7.3.3 …Dans lequel on progresse de manière graduelle

Si la première étape est conçue comme espace de repos et de ressourcement, se tient en parallèle une idée de progression, inscrite dans un mouvement d’autonomisation, d’ascension sociale, d’adaptation. On comprend en ce sens que les termes usagers et bénéficiaires sont discrédités par les travailleur-euse-s. Tout d’abord on accueille l’autre « tel qu’il est, ça veut dire déjà reconnaître la personne en tant que personne, en tant qu’individu, et puis ensuite lui proposer de participer à différentes activités (…) où les gens sont invités à parler, à communiquer, à échanger » (p. 8), puis la transformation au sein de l’institution est signifiée.

Par exemple pour Nicolas, apprendre le français peut « permettre de trouver autre chose, se défendre » (168), « pouvoir s’en sortir, (…) évoluer, (…) monter les échelons qui leur sont possibles de monter » (157). Pour Gaspard, la fréquentation du lieu augure un début de réflexion sur soi, « qu’il se passe un peu quelque chose que les gens repartent un peu mieux qu’ils sont arrivés » (G,84) « quand-même, on intervient dans le domaine des addictions, donc les gens qui sont envoyés chez nous, qui viennent ont quand-même en tête à un moment, si ils passent le pas c’est quand-même de réfléchir un bout à leur consommation, je pense que ça c’est quand-même sûrement un des axes un peu le plus important » (G,92). Lucienne évoque la possibilité de proposer un rythme de vie, dans notre système social, souvent modéré par le travail, « ça leur redonne un peu un rythme de vie, d’avoir un horaire d’être attendu, s’ils viennent pas au bout de 2 fois on va leur téléphoner pour savoir ce qu’il se passe » (116).
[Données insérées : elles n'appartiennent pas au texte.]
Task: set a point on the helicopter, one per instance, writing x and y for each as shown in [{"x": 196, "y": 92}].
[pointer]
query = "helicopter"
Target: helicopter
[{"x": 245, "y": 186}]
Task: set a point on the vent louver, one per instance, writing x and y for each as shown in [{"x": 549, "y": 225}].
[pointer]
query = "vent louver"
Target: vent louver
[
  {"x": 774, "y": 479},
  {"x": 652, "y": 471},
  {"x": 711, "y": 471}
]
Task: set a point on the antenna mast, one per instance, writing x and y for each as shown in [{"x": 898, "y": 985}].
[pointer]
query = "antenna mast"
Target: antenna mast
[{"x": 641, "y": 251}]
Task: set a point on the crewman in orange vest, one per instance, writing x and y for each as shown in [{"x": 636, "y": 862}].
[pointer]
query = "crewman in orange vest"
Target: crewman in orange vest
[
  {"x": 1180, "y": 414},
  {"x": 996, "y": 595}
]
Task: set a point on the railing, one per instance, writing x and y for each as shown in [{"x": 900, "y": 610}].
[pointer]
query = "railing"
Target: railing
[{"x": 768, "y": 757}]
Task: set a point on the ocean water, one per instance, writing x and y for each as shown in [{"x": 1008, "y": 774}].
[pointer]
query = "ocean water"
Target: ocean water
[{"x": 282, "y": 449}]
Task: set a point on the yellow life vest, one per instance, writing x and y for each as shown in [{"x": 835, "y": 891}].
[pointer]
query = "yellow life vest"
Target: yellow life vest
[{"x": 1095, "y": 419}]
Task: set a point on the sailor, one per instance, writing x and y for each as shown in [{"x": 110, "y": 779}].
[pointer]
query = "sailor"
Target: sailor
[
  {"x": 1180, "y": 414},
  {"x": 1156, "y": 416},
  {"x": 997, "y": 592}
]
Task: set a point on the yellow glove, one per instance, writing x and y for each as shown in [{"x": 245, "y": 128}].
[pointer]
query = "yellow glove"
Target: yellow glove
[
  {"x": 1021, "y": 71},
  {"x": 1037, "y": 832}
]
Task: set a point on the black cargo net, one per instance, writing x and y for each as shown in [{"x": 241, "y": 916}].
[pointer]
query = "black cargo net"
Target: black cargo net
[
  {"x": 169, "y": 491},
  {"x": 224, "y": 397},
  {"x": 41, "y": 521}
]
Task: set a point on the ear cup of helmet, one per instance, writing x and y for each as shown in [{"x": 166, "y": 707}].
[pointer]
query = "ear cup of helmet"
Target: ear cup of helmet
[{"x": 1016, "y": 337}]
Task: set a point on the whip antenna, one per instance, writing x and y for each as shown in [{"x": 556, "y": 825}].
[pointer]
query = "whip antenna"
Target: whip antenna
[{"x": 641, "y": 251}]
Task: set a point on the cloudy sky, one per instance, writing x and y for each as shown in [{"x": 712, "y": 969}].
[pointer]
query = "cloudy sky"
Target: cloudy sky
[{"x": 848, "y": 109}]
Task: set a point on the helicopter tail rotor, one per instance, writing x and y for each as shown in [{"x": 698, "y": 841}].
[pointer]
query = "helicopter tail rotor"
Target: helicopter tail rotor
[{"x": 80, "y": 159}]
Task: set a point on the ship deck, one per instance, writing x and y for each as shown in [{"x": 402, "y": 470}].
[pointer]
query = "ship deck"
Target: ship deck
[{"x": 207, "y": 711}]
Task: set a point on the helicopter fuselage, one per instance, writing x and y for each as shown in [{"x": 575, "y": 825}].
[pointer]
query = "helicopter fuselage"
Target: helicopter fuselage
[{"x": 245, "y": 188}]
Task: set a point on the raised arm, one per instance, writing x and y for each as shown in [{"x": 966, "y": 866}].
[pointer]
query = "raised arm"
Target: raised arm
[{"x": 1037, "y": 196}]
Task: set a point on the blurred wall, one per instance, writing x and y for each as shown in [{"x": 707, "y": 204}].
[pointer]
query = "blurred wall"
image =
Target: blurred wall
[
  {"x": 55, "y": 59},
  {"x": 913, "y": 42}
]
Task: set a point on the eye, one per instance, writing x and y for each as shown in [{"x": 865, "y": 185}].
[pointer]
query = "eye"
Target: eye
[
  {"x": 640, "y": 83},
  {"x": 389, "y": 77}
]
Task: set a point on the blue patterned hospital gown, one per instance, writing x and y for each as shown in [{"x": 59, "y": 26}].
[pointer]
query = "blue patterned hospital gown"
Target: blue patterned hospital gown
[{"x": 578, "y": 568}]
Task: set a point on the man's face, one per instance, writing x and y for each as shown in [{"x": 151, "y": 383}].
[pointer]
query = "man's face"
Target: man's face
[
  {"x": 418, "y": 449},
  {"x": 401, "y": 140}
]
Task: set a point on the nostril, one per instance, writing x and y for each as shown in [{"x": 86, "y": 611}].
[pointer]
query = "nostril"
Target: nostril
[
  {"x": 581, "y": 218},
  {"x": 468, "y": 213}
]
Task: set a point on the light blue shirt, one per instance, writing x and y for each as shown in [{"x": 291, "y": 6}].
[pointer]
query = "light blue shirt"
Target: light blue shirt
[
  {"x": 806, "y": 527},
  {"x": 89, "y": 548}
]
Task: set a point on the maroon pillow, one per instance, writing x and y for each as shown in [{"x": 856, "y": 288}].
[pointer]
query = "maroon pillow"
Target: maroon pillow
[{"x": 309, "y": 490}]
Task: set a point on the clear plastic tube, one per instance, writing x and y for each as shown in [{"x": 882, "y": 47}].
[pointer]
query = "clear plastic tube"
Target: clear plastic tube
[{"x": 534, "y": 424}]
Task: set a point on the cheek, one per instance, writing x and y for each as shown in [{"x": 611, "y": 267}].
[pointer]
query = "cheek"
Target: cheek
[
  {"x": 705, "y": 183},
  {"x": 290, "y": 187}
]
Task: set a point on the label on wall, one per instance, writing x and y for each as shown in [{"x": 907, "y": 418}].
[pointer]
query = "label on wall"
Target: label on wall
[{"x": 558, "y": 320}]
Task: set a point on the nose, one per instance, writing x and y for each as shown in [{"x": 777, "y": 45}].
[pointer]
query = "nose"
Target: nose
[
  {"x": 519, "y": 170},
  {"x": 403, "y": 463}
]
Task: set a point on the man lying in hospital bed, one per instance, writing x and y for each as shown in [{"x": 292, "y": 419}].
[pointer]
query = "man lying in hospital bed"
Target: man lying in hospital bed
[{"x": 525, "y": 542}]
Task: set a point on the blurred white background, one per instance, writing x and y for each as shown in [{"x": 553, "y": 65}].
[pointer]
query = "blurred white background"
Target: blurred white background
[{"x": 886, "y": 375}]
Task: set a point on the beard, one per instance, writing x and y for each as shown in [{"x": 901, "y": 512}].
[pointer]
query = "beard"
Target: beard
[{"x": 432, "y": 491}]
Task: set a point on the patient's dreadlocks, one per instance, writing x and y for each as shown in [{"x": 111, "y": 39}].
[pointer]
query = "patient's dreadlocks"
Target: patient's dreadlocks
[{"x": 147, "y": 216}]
La notion de compétences est citée, les mettre en évidence chez les personnes accueillies est pensé comme une tâche du travail social, il s’agit de les valoriser, de les restaurer : « j’ai envie de leur montrer qu’elles ont des compétences qu’elles arrivent à faire pleins de choses, qu’elles sont admirables, qu’elles sont sensibles j’ai envie de leur donner ça » (L, 90).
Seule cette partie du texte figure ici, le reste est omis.